MARSHALL - Courtney Voorhees will go to prison knowing she's been forgiven.

Voorhees, 29, of Cottonwood, was sentenced in Lyon County District Court in Marshall on Tuesday to 41 months in prison on charges of criminal vehicular homicide and criminal vehicular injury.

The parents of Morgan Leigh Cline, 17, of Kandiyohi, who was killed when Voorhees was driving drunk on Nov. 12 near Cottonwood, have forgiven Voorhees.

That forgiveness has given her life, Voorhees said in court Tuesday.

"I believe Morgan saved my life," Voorhees said. "I found sobriety. I found Christ and forgiveness."

"If Sheila and Ted had not forgiven Courtney, she would have killed herself," Voorhees' mother, Karen Geihl of Cottonwood, said after the sentencing hearing.
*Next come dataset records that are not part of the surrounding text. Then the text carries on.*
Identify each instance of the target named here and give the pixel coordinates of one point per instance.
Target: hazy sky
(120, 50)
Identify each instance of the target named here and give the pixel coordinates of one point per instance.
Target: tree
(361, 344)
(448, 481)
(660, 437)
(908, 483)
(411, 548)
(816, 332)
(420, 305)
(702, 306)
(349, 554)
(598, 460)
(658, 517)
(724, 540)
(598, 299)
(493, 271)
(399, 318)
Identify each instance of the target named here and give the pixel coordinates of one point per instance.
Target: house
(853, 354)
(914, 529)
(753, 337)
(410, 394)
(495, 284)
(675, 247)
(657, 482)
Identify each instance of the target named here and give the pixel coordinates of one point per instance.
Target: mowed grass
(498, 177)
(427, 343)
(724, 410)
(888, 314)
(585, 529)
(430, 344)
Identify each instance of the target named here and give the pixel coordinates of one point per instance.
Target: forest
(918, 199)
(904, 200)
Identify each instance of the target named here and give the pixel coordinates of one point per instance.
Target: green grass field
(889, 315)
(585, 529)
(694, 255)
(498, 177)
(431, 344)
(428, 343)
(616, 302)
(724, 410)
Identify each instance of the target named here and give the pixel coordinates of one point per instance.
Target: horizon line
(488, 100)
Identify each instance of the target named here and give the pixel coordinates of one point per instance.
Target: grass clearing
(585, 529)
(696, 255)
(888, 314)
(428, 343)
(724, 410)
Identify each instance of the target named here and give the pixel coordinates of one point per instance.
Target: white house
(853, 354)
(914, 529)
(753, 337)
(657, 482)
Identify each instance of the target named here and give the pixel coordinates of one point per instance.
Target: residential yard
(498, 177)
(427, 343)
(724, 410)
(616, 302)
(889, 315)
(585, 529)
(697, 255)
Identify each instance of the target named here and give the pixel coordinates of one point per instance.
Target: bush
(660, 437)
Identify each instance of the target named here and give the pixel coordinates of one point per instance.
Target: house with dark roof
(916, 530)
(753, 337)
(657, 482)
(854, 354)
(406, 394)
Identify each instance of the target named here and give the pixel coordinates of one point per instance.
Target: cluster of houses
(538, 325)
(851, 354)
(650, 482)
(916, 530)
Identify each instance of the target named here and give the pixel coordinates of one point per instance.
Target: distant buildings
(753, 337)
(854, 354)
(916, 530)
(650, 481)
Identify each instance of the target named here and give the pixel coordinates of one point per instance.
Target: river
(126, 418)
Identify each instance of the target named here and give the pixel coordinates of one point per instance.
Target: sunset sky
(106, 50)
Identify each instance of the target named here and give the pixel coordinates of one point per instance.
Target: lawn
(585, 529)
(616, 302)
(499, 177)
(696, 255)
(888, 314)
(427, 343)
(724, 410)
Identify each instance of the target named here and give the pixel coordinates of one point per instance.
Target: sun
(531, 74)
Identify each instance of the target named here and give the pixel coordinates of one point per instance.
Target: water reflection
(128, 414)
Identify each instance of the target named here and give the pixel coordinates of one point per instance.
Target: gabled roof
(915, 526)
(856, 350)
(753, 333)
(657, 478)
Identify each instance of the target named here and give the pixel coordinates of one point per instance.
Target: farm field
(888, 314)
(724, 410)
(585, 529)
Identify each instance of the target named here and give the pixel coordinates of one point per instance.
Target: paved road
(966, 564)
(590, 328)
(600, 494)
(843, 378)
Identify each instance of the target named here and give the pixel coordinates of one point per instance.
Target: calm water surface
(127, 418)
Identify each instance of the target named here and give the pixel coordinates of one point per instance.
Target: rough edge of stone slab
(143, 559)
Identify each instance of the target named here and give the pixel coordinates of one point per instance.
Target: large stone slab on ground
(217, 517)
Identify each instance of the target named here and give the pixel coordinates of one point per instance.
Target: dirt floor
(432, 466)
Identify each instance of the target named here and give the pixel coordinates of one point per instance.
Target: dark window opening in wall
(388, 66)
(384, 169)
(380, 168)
"The path she was on was gonna lead to her death," Voorhees' husband Lucas Voorhees said after the hearing. Voorhees has been sober for seven months and is active in leading alcohol anonymous groups as well as sharing the forgiveness story along with Cline's parents, Sheila Cline Bass and Ted Bass, of Kandiyohi.

Voorhees and Sheila Cline Bass and Ted Bass have shared their story in Cottonwood and Willmar and are willing to continue to share it to help others.

Their story is one rarely told in the courtroom or publicly, the two lawyers involved in the case said.

"It is remarkable," said public defender Stephen Ferrazzano, Voorhees' lawyer. "I don't know, for something like this, there isn't words for it. I hardly ever see it. I very rarely, if at all, see compassion and forgiveness given to my clients."

"You don't see this," prosecutor Lyon County Attorney Rick Maes said.

Bass Cline read an victim impact statement in court in which said "there is no recompense for the loss of a child, especially one that was so promising."

Yet her daughter's personality and Christian faith prompted her to reach out to those who were hurting, Cline Bass said.

"When I met Courtney in January, she was exactly the type of person my daughter would want to help," Cline Bass said. "Since January we've developed a close relationship. (Voorhees) is a friend. She made a mistake one day."

Voorhees is at least the fifth person in one year in Lyon County District Court to be charged with criminal vehicular homicide and criminal vehicular injury. Many of those have involved alcohol.

"We've seen so many cases where alcohol has caused tragedy for so many people," Judge Michelle Dietrich said.

"What's unique in this case is Courtney Voorhees has taken responsibility for her actions and spent a great deal of time with Morgan's parents speaking (about the incident)," Maes said in court.

Geihl and Paul Geihl, Voorhees' father, said their daughter has changed her life.

"She truly wants to make a difference in the world," Karen Geihl said.

"She's already made a difference," Paul Geihl said of people who shared with him after Voorhees and Cline's parents spoke in a Cottonwood church.

While Voorhees has taken responsibility, a pre-sentence investigation did not justify a reduction in a 41 month sentence, Maes said during and after the hearing.

"Truly, I would have liked to have seen a shorter sentence," Cline Bass said after the hearing.

But Bass Cline and Geihl are also convinced there are inmates in the women's prison in Shakopee who need to meet Voorhees and hear her story.

"Somebody there needs her more than we do here," Geihl said.

Ferrazzano and Maes also said they were hopeful Voorhees would share her story in prison and also after she is released.

"She's made a good start on it, hopefully she can continue," Maes said. "She will pay some consequences, and, hopefully, be in the same position when she comes out - sharing her story."

"I believe you are sincere in your decision (to help others)," Dietrich said in court. "But there is a price you need to pay for the actions you took that day and the price you are going to pay is time in prison. That doesn't mean there won't be an opportunity there for you to share your story. I think you have a powerful story to tell."